Let's say we want to:
fpe <- read.table("http://data.princeton.edu/wws509/datasets/effort.dat")
head(fpe)
## setting effort change
## Bolivia 46 0 1
## Brazil 74 0 10
## Chile 89 16 29
## Colombia 77 16 25
## CostaRica 84 21 29
## Cuba 89 15 40
names(fpe)
## [1] "setting" "effort" "change"
nrow(fpe)
## [1] 20
ncol(fpe)
## [1] 3
summary(fpe)
## setting effort change
## Min. :35.0 Min. : 0.00 Min. : 0.0
## 1st Qu.:66.0 1st Qu.: 3.00 1st Qu.: 5.5
## Median :74.0 Median : 8.00 Median :10.5
## Mean :72.1 Mean : 9.55 Mean :14.3
## 3rd Qu.:84.0 3rd Qu.:15.25 3rd Qu.:22.8
## Max. :91.0 Max. :23.00 Max. :40.0
write.table(fpe, file = "./effort.dat", sep = ";")

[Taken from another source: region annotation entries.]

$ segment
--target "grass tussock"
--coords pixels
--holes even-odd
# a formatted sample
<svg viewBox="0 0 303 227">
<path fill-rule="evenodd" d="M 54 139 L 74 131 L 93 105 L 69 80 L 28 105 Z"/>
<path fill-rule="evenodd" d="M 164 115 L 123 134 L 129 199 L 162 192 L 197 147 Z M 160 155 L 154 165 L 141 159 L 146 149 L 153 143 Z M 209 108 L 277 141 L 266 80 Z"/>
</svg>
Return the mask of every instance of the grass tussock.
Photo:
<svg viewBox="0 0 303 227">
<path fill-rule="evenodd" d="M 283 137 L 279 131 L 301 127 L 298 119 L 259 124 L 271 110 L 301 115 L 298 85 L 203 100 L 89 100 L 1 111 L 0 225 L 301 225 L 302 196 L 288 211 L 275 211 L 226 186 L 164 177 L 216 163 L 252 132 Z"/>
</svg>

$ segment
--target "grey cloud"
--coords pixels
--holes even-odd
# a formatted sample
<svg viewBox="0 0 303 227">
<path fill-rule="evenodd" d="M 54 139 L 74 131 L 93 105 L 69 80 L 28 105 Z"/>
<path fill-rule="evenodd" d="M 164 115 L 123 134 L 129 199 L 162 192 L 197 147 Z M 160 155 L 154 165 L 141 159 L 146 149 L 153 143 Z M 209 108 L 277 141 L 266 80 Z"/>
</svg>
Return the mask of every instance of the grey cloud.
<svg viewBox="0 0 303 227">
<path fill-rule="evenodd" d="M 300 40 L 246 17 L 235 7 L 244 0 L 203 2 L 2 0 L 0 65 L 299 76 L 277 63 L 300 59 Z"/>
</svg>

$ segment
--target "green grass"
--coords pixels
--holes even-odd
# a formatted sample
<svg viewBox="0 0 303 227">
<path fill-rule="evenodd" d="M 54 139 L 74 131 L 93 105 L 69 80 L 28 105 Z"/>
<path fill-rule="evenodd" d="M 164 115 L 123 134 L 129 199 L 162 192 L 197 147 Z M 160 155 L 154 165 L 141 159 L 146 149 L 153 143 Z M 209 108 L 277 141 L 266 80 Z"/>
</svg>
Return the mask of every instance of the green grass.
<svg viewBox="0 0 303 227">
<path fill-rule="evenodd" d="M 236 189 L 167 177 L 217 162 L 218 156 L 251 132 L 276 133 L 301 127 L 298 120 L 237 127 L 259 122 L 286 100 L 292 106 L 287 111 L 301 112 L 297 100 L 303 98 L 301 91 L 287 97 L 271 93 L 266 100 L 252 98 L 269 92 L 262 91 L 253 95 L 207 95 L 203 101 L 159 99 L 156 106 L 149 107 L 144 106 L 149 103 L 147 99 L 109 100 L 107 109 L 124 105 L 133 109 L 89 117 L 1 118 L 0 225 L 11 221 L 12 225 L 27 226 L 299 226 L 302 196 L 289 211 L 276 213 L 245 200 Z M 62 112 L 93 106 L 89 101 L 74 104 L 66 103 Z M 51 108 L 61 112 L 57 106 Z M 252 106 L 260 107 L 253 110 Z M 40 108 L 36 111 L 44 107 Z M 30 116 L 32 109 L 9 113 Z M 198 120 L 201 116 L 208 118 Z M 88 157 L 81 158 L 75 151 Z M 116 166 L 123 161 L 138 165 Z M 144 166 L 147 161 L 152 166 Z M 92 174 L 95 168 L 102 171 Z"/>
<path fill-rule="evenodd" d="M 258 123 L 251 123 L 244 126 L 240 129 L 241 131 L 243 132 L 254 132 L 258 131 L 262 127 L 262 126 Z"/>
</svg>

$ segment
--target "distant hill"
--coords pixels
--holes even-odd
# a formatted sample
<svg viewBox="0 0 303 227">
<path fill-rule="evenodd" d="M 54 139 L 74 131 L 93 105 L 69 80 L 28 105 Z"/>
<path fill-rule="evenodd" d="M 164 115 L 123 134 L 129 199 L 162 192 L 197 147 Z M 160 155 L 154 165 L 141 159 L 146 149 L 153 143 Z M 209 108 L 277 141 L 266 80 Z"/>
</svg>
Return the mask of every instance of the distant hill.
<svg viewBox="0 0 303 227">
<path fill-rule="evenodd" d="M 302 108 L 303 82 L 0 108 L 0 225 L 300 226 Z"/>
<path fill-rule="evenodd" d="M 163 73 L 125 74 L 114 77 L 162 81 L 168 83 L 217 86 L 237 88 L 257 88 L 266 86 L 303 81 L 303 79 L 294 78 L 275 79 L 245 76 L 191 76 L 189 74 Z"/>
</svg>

write.csv(fpe, file = "./effort.csv") # we can also save as a csv
Other functions are
Vectors contain only data from one class.
1:6
## [1] 1 2 3 4 5 6
rep(1, 6)
## [1] 1 1 1 1 1 1
seq(0, 1, 0.1)
## [1] 0.0 0.1 0.2 0.3 0.4 0.5 0.6 0.7 0.8 0.9 1.0
v <- -5:5
v[1] # use operator [] to access vector elements, indexes start at 1
## [1] -5
v <- c(0.1, 0.2, 0.3, 0.4, 0.8, 0.9, 1, 1.5) # function c() is used to join vectors
v
## [1] 0.1 0.2 0.3 0.4 0.8 0.9 1.0 1.5
v[2:4] # subvector
## [1] 0.2 0.3 0.4
v[-1] # vector except the first element
## [1] 0.2 0.3 0.4 0.8 0.9 1.0 1.5
v[-3:-1] # vector except the first three elements
## [1] 0.4 0.8 0.9 1.0 1.5
length(v) # size of the vector
## [1] 8
v[length(v)] # last element
## [1] 1.5
v[-length(v)] # all except last element
## [1] 0.1 0.2 0.3 0.4 0.8 0.9 1.0
sum(v) # sum all vector elements
## [1] 5.2
vector() # empty vector
## logical(0)
vector("numeric", 10)
## [1] 0 0 0 0 0 0 0 0 0 0
c(1.7, "a") # implicit coercion for vectors
## [1] "1.7" "a"
c(T, 2)
## [1] 1 2
c("a", T)
## [1] "a" "TRUE"
as.numeric(1:6) # explicit coercion
## [1] 1 2 3 4 5 6
as.logical(0:6)
## [1] FALSE TRUE TRUE TRUE TRUE TRUE TRUE
as.character(1:6)
## [1] "1" "2" "3" "4" "5" "6"
as.complex(1:6)
## [1] 1+0i 2+0i 3+0i 4+0i 5+0i 6+0i
as.numeric(c("a", "b", "c")) #but...
## Warning: NAs introduced by coercion
## [1] NA NA NA
v1 <- 1:3
names(v1) <- c("data1", "data2", "data3") # add names to elems
v1
## data1 data2 data3
## 1 2 3
v1["data1"] # accessing elements using names
## data1
## 1
letters # pre-defined vector
## [1] "a" "b" "c" "d" "e" "f" "g" "h" "i" "j" "k" "l" "m" "n" "o" "p" "q"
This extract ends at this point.